Mildly, Emil says, “I have never been a husband, either, my friend. Nor a father—not the kind you are about to become. But I think it can’t be so different from being a man of the cloth. You must be guided by integrity, mercy, and justice. You must let love carry all your decisions, all your words. That is what the Lord asks of us in every role: father, mother, brother, child. Neighbor and friend—nun and friar. That is all the Lord asks—that we live by Christ’s example.”

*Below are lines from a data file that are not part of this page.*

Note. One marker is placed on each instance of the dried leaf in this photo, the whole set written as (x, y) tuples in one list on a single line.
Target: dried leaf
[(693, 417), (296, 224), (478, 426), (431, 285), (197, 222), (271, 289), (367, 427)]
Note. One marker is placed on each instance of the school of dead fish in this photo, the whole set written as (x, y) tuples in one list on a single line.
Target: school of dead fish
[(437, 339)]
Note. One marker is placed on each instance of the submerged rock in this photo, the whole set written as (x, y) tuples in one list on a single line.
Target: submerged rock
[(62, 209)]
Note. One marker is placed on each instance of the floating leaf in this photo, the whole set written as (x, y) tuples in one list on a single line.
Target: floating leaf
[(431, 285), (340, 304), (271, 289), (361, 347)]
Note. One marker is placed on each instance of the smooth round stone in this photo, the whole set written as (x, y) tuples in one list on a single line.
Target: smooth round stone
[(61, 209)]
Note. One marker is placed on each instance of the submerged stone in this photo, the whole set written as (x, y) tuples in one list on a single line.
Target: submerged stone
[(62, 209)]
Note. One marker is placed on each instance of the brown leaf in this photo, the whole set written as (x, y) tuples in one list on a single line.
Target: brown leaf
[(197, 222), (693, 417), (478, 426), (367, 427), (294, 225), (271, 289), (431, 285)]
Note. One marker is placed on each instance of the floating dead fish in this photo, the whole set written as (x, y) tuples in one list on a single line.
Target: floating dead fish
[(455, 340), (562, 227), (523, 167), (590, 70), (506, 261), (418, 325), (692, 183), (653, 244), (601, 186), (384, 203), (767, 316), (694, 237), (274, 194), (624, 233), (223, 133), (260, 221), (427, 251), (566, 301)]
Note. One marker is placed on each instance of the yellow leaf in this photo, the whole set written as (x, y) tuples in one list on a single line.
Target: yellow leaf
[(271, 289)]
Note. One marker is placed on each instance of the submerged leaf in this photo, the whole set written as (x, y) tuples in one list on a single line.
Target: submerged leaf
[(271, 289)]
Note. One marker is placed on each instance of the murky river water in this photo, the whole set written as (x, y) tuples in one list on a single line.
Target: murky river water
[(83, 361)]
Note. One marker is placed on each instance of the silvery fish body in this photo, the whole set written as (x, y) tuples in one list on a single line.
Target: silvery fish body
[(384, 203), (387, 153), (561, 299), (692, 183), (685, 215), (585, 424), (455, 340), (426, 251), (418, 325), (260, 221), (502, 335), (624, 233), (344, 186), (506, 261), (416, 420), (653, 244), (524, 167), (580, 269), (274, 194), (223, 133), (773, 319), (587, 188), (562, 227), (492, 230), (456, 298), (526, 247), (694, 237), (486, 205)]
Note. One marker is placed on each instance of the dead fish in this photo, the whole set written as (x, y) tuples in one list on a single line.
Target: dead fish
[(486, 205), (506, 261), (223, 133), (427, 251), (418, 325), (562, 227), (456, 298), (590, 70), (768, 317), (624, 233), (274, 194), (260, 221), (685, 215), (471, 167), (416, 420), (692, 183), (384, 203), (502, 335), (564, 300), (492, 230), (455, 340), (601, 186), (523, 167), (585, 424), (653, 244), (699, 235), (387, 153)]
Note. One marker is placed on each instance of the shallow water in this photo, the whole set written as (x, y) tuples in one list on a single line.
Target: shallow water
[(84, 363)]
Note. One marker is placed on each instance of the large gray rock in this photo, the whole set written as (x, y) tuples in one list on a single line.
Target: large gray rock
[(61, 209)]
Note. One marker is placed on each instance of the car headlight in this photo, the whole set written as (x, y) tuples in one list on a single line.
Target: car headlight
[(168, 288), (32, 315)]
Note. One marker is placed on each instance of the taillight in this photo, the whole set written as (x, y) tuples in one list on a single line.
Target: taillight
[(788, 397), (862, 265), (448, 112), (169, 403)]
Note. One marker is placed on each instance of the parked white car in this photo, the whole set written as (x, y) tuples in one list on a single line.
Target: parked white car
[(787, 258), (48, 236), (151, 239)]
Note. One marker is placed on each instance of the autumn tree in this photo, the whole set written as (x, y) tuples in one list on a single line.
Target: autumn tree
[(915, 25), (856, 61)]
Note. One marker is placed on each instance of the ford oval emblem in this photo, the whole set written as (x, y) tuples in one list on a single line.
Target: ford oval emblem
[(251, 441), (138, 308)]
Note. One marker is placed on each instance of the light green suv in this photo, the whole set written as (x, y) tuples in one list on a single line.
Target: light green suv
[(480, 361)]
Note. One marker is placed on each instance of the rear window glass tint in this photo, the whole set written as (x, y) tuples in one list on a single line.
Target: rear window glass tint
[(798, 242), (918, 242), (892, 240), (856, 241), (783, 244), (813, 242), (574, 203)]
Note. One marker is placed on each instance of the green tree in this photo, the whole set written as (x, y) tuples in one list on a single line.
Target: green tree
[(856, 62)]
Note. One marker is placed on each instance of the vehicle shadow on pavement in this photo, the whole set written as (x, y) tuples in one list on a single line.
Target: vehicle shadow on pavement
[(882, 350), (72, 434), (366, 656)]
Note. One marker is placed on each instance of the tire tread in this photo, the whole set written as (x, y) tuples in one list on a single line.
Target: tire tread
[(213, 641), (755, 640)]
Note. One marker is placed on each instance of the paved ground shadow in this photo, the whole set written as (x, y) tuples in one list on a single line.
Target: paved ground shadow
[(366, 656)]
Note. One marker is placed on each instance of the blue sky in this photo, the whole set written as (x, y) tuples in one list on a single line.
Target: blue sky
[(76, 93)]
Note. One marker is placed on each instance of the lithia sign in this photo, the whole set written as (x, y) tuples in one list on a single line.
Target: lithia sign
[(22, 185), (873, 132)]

How can any man claim those qualities now—integrity, mercy, justice? Everything the Reich has done, all the cruelties and death, the burial of our rights in an unmarked grave—none of it has been Anton’s will, nor does he approve. Yet he can’t help feeling he is to blame. And aren’t we all to blame? What has brought us here, if not heedlessness or willful neglect? We have forgotten some crucial lesson our forefathers learned long ago, but ignorance is no excuse; the price must be paid. How did we err, and how did we sin, to allow the Reich so much power? How far back must we go—we, as a people—to undo each small step toward infamy? The first thin roots of this evil twine through history’s soil. But where do they start? We cannot look to 1934, when the chancellor Adolf Hitler declared himself Führer. That was only the culmination of a long black line of discord. The kaiser signed the armistice and we became, suddenly, a republic, reeling and disoriented. Was it then that we turned? Or will we find the first track of this bleak progress in 1918, one generative footprint lying stark and crisp in November snow? Must we look further still—to Wilhelm I wrenching power from the states; to 1814, Vienna, a confederation still reeling from Napoleon’s blow? We look back—the Thirty Years’ War. The Peace of Augsburg, and forty years before, at Martin Luther tapping his tacks into the dark, blank face of an old church door. A third of us dead in 1348, riddled with seeping black boils, and no one to help us, no one to bury us, no one to comfort the dying. Further back still, to Widukind submitting, debasing himself before gold-robed Charlemagne. Baptismal water washes from his hard, Germanic face a war paint made of boar’s blood. It drips onto the black fur of his garments and from there to the clean stone floor. It carries away the smell, the feel of his oaken, pagan groves. We have nursed this cancer from our earliest days. How deep into the heart of Germany has the tumor spread? Or did it originate there, in hot red fiber and pumping blood, in the secret pockets of darkness we hide from our neighbors and deny day to day? Whatever the source of our rage, we have carried it too far now. We cannot excise this disease without bleeding our nation dry.